When he opened his eyes, the first thing he noticed was the smell. He smelled clean grass, and the pungent bark of trees, and he smelled the river. Yes, the scent of smooth rocks bathed by flowing water, the wet soil and sand of the river bank, and the roots of trees and the floating leaves and fish and frogs.
He coughed, and wiped something black from his lips, and remembered what he now did not smell: smoke, ash, gunpowder, blood, shit, fear, and decay.
Across from him, Sam sat awkwardly leaning up against a tree trunk, staring at his hands. Turning his hands over and examining the palms, and then the backs again, his fingernails lined in black like kohl on a whore. He was filthy, bloody, and thin.
“What happened, Sam?” he asked, his voice hoarse. “Where are we?”
Sam looked up. “I don’t know, Peter,” he said.
Wherever they were, Peter suspected Sam had got him there. He had a good idea of where they might be. Where they came from was hell. What could this be, but heaven?

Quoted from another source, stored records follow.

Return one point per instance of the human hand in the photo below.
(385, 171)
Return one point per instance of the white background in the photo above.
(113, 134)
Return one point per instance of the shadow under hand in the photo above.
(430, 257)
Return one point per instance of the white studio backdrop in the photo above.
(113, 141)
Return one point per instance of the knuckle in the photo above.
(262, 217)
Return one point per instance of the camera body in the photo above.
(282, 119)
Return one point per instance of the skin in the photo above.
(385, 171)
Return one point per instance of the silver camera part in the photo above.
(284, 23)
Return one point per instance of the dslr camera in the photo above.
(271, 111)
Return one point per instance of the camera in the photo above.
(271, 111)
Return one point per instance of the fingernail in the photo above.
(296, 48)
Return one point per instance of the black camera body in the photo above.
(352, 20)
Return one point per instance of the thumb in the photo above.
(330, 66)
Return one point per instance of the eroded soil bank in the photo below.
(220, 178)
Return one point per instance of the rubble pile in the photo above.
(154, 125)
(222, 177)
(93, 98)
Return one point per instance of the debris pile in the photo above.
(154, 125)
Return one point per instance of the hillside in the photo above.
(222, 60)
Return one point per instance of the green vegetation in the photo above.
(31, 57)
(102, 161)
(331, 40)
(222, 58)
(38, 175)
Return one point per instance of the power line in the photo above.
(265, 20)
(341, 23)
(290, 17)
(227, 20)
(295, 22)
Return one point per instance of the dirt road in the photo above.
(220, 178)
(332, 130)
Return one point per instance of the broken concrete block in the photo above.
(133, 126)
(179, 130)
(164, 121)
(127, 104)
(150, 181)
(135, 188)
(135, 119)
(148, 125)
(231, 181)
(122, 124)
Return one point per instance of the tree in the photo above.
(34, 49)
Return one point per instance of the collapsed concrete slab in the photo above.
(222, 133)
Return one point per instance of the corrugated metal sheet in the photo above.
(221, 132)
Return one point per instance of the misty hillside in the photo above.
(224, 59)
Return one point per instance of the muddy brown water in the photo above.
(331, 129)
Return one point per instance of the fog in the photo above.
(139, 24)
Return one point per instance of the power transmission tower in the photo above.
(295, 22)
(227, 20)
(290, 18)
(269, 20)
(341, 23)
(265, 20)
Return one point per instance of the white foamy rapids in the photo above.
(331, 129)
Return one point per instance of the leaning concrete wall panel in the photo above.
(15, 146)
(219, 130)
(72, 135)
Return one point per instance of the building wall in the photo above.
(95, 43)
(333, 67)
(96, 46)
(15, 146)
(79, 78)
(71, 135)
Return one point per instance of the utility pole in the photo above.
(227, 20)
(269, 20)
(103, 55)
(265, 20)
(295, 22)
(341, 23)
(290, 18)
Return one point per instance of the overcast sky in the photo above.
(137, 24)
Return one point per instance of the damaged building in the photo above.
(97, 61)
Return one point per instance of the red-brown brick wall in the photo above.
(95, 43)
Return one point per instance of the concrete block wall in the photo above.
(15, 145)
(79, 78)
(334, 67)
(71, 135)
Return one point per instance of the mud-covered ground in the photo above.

“Can you hear the birds?” asked Sam.
Peter shook his head. The last thing he remembered was the thudding sound of artillery as he crested the ridge, bayonet in hand. Perhaps a shell had hit its mark. Perhaps he was blown to bits.
“Are there birds?”
“Yes, finches, meadowlarks,” said Sam. “There was a fat robin.”
“I can’t hear them.”
“Can you hear the river?”
“No, is it nearby? I can smell it.”
They were in a small copse of birch and poplar and pine, in a wide meadow of tall grass flanked by a forest, beyond which were hills, then mountains, then mountains dusted with snow.
His left calf was wrapped in strips of bloodied cotton sheeting. He wondered why he felt no pain. He did, suddenly, feel hungry.
Sam said, “I’ll get some water, and find something to eat, in a moment.” Then his head slowly nodded and his chin fell to his chest, his mouth partly open, snoring quietly. Both of them were intimate with exhaustion, and falling asleep instantly the minute it was quiet and safe was a survival strategy.
Peter was exhausted, but he wasn’t sleepy. He turned his head and felt the rough bark against his cheek. He pulled a handful of grass and weeds and brought it to his nose, inhaling deeply. He coughed again. He stared at Sam. He looked up at a cloudless sky.
Sam had brought him to this place, this heaven. Sam was a good man. The gates of heaven would be open to Sam.
Peter was a murderer, a thief, and a liar. How is it he was allowed to sit in the cool shade, breathing, alive?
He tried to get up, but collapsed against the tree again. He watched Sam, for an hour, or maybe two, until his own eyelids fluttered shut, and he was in another kind of heaven, the heaven of dreamless sleep.